Short answer: Only If You’ve Already Been Hacked
Fascinating game of “telephone” over the past week which started out as some research on how hackers could embed images into DNS TXT records, and wound up proclaiming,
“Newly published research shows that the domain name system—a fundamental part of the web—can be exploited to hide malicious code and prompt injection attacks against chatbots”
Oh dear.
I first came across this from the other end via the Wired piece, and worked my way backwards, though Ars Technica (who Wired reposted it from) – which cites a recent Domaintools research that referenced the original security report.

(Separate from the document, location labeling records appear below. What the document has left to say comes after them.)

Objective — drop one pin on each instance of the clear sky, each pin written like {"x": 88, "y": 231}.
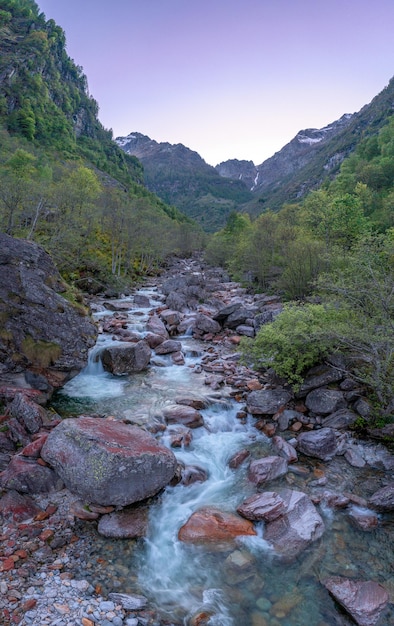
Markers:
{"x": 228, "y": 78}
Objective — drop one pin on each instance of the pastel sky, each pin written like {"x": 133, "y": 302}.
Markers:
{"x": 228, "y": 78}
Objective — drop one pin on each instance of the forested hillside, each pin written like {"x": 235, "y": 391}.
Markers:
{"x": 332, "y": 258}
{"x": 181, "y": 177}
{"x": 63, "y": 180}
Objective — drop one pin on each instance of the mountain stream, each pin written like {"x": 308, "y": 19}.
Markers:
{"x": 246, "y": 584}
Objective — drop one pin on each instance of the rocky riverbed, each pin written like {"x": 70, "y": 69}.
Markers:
{"x": 301, "y": 471}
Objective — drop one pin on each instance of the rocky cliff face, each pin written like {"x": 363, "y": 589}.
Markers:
{"x": 44, "y": 340}
{"x": 239, "y": 170}
{"x": 310, "y": 157}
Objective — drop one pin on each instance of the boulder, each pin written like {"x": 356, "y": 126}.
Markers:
{"x": 141, "y": 300}
{"x": 321, "y": 444}
{"x": 224, "y": 312}
{"x": 25, "y": 475}
{"x": 193, "y": 474}
{"x": 363, "y": 600}
{"x": 127, "y": 524}
{"x": 128, "y": 602}
{"x": 266, "y": 469}
{"x": 157, "y": 327}
{"x": 170, "y": 317}
{"x": 28, "y": 413}
{"x": 383, "y": 499}
{"x": 285, "y": 449}
{"x": 107, "y": 462}
{"x": 182, "y": 414}
{"x": 42, "y": 332}
{"x": 126, "y": 358}
{"x": 265, "y": 507}
{"x": 319, "y": 376}
{"x": 340, "y": 419}
{"x": 267, "y": 401}
{"x": 325, "y": 401}
{"x": 210, "y": 525}
{"x": 295, "y": 529}
{"x": 238, "y": 458}
{"x": 168, "y": 346}
{"x": 237, "y": 318}
{"x": 267, "y": 315}
{"x": 17, "y": 507}
{"x": 205, "y": 325}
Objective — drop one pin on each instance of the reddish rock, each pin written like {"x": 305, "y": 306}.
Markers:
{"x": 154, "y": 340}
{"x": 265, "y": 506}
{"x": 186, "y": 415}
{"x": 18, "y": 507}
{"x": 363, "y": 600}
{"x": 157, "y": 327}
{"x": 28, "y": 413}
{"x": 33, "y": 449}
{"x": 26, "y": 475}
{"x": 107, "y": 462}
{"x": 178, "y": 358}
{"x": 266, "y": 469}
{"x": 206, "y": 325}
{"x": 210, "y": 525}
{"x": 127, "y": 524}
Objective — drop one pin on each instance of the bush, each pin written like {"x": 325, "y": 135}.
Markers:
{"x": 295, "y": 341}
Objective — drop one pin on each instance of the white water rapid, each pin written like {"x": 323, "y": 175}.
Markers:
{"x": 246, "y": 584}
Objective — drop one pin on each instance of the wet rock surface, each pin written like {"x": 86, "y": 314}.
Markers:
{"x": 107, "y": 462}
{"x": 52, "y": 571}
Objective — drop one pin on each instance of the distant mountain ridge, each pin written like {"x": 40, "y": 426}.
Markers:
{"x": 180, "y": 177}
{"x": 312, "y": 156}
{"x": 208, "y": 194}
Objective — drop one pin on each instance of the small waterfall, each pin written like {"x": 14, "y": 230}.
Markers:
{"x": 94, "y": 366}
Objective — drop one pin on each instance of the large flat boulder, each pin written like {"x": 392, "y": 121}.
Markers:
{"x": 127, "y": 358}
{"x": 107, "y": 462}
{"x": 266, "y": 469}
{"x": 210, "y": 525}
{"x": 363, "y": 600}
{"x": 42, "y": 332}
{"x": 321, "y": 444}
{"x": 267, "y": 401}
{"x": 325, "y": 401}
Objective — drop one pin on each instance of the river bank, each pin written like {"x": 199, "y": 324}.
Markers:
{"x": 55, "y": 567}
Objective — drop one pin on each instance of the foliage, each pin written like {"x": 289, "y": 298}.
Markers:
{"x": 356, "y": 318}
{"x": 295, "y": 341}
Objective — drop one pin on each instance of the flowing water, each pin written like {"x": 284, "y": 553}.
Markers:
{"x": 246, "y": 584}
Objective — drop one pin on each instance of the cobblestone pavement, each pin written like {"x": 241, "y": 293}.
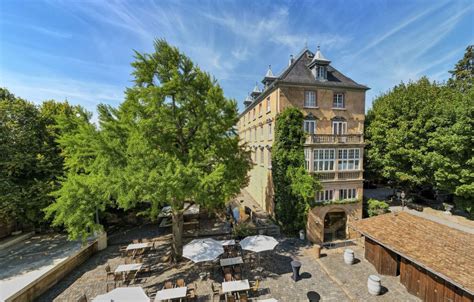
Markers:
{"x": 326, "y": 279}
{"x": 353, "y": 278}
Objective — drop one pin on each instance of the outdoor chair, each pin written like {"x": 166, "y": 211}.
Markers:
{"x": 109, "y": 272}
{"x": 254, "y": 286}
{"x": 243, "y": 297}
{"x": 168, "y": 285}
{"x": 180, "y": 283}
{"x": 82, "y": 298}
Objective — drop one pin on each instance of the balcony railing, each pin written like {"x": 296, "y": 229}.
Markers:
{"x": 342, "y": 175}
{"x": 335, "y": 139}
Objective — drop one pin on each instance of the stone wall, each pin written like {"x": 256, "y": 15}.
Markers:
{"x": 50, "y": 278}
{"x": 315, "y": 224}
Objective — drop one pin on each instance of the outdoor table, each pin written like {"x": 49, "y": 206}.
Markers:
{"x": 231, "y": 261}
{"x": 228, "y": 242}
{"x": 139, "y": 246}
{"x": 296, "y": 265}
{"x": 235, "y": 286}
{"x": 126, "y": 268}
{"x": 171, "y": 293}
{"x": 123, "y": 294}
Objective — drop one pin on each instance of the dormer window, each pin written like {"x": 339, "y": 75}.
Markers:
{"x": 321, "y": 72}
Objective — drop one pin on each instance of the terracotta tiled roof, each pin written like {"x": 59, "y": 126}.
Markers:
{"x": 446, "y": 252}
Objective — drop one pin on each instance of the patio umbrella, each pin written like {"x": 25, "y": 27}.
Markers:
{"x": 200, "y": 250}
{"x": 258, "y": 243}
{"x": 124, "y": 294}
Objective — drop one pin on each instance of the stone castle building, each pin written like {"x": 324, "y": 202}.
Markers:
{"x": 334, "y": 110}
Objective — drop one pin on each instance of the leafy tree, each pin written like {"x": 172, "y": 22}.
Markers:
{"x": 462, "y": 76}
{"x": 29, "y": 159}
{"x": 171, "y": 141}
{"x": 294, "y": 187}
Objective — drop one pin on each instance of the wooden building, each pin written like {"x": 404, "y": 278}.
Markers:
{"x": 435, "y": 262}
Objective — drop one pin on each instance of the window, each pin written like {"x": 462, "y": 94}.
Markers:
{"x": 309, "y": 126}
{"x": 339, "y": 127}
{"x": 324, "y": 159}
{"x": 338, "y": 100}
{"x": 309, "y": 99}
{"x": 347, "y": 194}
{"x": 348, "y": 159}
{"x": 325, "y": 195}
{"x": 321, "y": 72}
{"x": 306, "y": 159}
{"x": 269, "y": 159}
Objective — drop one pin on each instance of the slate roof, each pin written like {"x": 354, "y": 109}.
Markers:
{"x": 298, "y": 72}
{"x": 444, "y": 251}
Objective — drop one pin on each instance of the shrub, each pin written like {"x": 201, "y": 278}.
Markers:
{"x": 377, "y": 207}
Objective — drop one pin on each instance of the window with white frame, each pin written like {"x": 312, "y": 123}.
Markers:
{"x": 269, "y": 158}
{"x": 321, "y": 72}
{"x": 325, "y": 195}
{"x": 309, "y": 99}
{"x": 338, "y": 100}
{"x": 348, "y": 159}
{"x": 324, "y": 159}
{"x": 347, "y": 194}
{"x": 339, "y": 127}
{"x": 306, "y": 158}
{"x": 309, "y": 126}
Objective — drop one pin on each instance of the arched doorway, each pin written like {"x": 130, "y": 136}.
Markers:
{"x": 335, "y": 225}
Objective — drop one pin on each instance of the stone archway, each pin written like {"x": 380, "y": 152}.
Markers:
{"x": 335, "y": 225}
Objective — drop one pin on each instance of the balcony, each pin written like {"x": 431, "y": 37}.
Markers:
{"x": 335, "y": 139}
{"x": 340, "y": 175}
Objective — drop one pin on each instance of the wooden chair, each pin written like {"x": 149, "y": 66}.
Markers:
{"x": 180, "y": 283}
{"x": 168, "y": 285}
{"x": 109, "y": 272}
{"x": 254, "y": 285}
{"x": 243, "y": 297}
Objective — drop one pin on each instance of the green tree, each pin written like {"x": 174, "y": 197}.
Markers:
{"x": 171, "y": 141}
{"x": 30, "y": 161}
{"x": 294, "y": 187}
{"x": 462, "y": 76}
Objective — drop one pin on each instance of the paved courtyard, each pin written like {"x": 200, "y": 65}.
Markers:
{"x": 326, "y": 279}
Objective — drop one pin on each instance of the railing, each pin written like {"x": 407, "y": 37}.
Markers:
{"x": 335, "y": 139}
{"x": 343, "y": 175}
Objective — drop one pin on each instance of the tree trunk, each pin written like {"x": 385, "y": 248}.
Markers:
{"x": 177, "y": 216}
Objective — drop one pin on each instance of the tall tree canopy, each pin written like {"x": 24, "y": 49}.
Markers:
{"x": 171, "y": 141}
{"x": 294, "y": 186}
{"x": 422, "y": 133}
{"x": 30, "y": 159}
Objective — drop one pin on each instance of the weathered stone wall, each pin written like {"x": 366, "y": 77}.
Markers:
{"x": 315, "y": 224}
{"x": 53, "y": 276}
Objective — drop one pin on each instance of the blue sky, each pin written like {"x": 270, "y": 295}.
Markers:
{"x": 82, "y": 50}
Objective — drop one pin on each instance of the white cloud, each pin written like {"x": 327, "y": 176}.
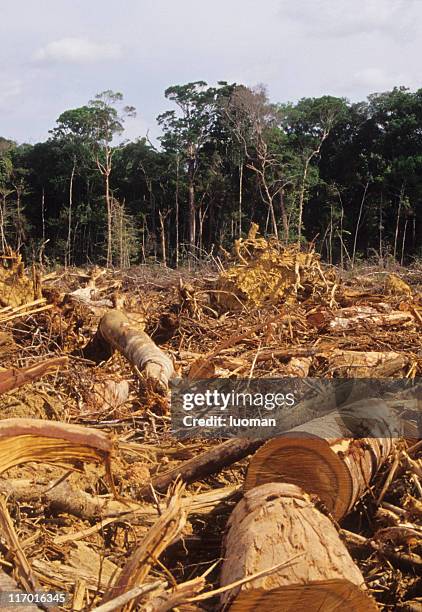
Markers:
{"x": 372, "y": 79}
{"x": 339, "y": 18}
{"x": 9, "y": 88}
{"x": 78, "y": 51}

DNS exfiltration has been around a long time. That’s when intruders who are already inside your system use DNS lookups to copy sensitive data from inside your firewall out. It’s a method that can sometimes succeed in avoiding detection from cybersecurity systems monitoring for unauthorized file transfers.
This is the flipside, so DNS infiltration, but the Ars Technica (and WIRED) tellings of this angle glosses over the most important part:
“An attacker who managed to get a toehold into a protected network could then retrieve each chunk using an innocuous-looking series of DNS requests”
The site has to already be compromised.
Unfortunately the framing is such that it makes it appear (at least to me) as though DNS – which is the dialtone of the internet and every client and device must use, all the time, provides a unique attack vector against chatbots.
That is not the case – in fact the article never really connects how or if any chatbots have actually been compromised via DNS infiltrated data – just that Domaintools researchers have found TXT records encoding strings that can be used in prompt injection attacks.
Domaintools is a passive DNS analytics company that looks at this stuff all day long, across millions of domain names – I can assure you, they find all kinds of things (it would not surprise me one iota to find somebody, somewhere encoded a Bitcoin seed phrase into a DNS TXT record, thinking that would be a clever place to stash it).
What DNS does provide via this vector is a way to try to surreptitiously move data into or out of a network – what it does not do is provide some magical way to compromise a system that isn’t already vulnerable to other vectors.
Said differently, DNS isn’t the vulnerability – it’s within a very narrow context a medium.
It reminds me of the Sitting Duck “vulnerability” scare (that about a hundred people forwarded to me) that framed DNS has somehow opening some kind of security hole when in fact the entire issue was just bad management and registrar complacency.